A very simple docker compose configuration for development with Node.js, MongoDB, and Redis. This configuration is ment to provide an isolated development enviroment.

Setup

My intention with this configuration is not only to use it by myself, but also share with students who might not have use Docker before. Becuase if this I tried to make the instructions as detailed as possible. If you feel anything is missing or have any questions, please create an issue or a pull request.

Getting Started

To use this configuration you will need to install Docker Engine to run the Docker containers. You will also need to install Docker Compose since this configuration uses three containers. If you have never used Docker before I would recommend you look at Get started with Docker.

Start new project

  1. Create a project folder
  2. Pull the repository into your project folder
  3. Create your entry point file for your javascript program, example app.js. If you want to you can create an src/ folder and place it in there if you want to.
  4. Create an empty file called package.json. We will use npm init later but if the file does not exist the build of the docker image will fail.
  5. Open the Dockerfile in a text editor and edit the line ENV APP_MAIN app.js. Change app.js to whereever you placed your entry point file. Remember that this is relative to the root of your project folder.
  6. Open a terminal and navigate to your project folder
  7. Build the images and start the containers with docker-compose up

Implement into existing project

  1. Pull the repository into your project folder.
  2. If it's not there already, move you package.json to the root of your project.
  3. Open the Dockerfile in a text editor and edit the line ENV APP_MAIN app.js. Change app.js to where your entry point file is relative to the root of the project folder
  4. Open a terminal and navigate to your project folder
  5. Build the images and start the containers with docker-compose up

Run your application

This container uses a npm module called nodemon which detect changes in your project files and rebuilds the project for you, so your application will run every time you make a change.

If you need to install an npm module you can use the run command to send commands to your container. To install the npm module for express on your app container just run docker-compose run app npm install express --save.

Communication

Internal

The configuration devides the application, database, and cache into three containers, so how do they communicate? In this configuration I've created a link from the application container to both the database and cache containers. This makes it possible to communicate with these containers from the application kind of like a network.

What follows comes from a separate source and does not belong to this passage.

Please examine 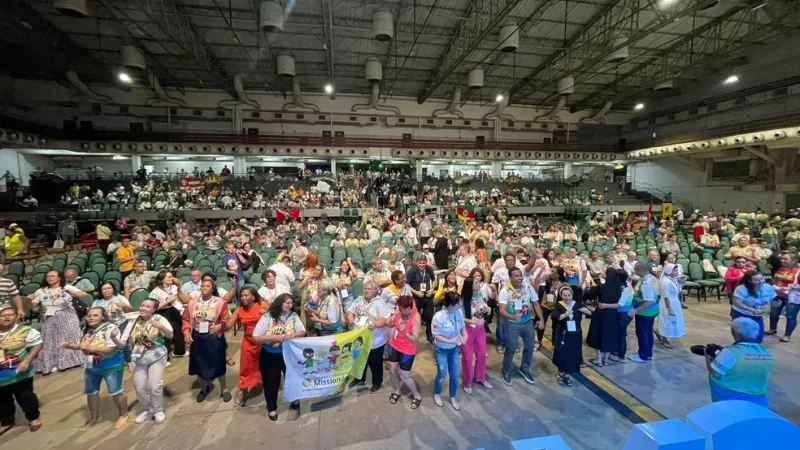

This division also means that we can't use localhost:27017 to communicate with the database. The other containers have instead been given a hostname in the application container. To access the MongoDB database instead of localhost:27017 use mongo:27017, and for Redis container redis:6379.

External

The only container accessible from the host machine is the application container which exposes the 8080 port to the host machine. This port is mapped 8080:8080 so to make your application accessible it should listen on port 8080.

The database and cache container can not be accessible from the host machine (excluding using docker tools). All communications with these containers are done though the application container.

Services

  • app
  • mongo
  • redis

Good to know

The signed in user on the local machine will not have write access to files created by the containers, so you might need to use sudo every now and again. If anyone has a fix for this, please share.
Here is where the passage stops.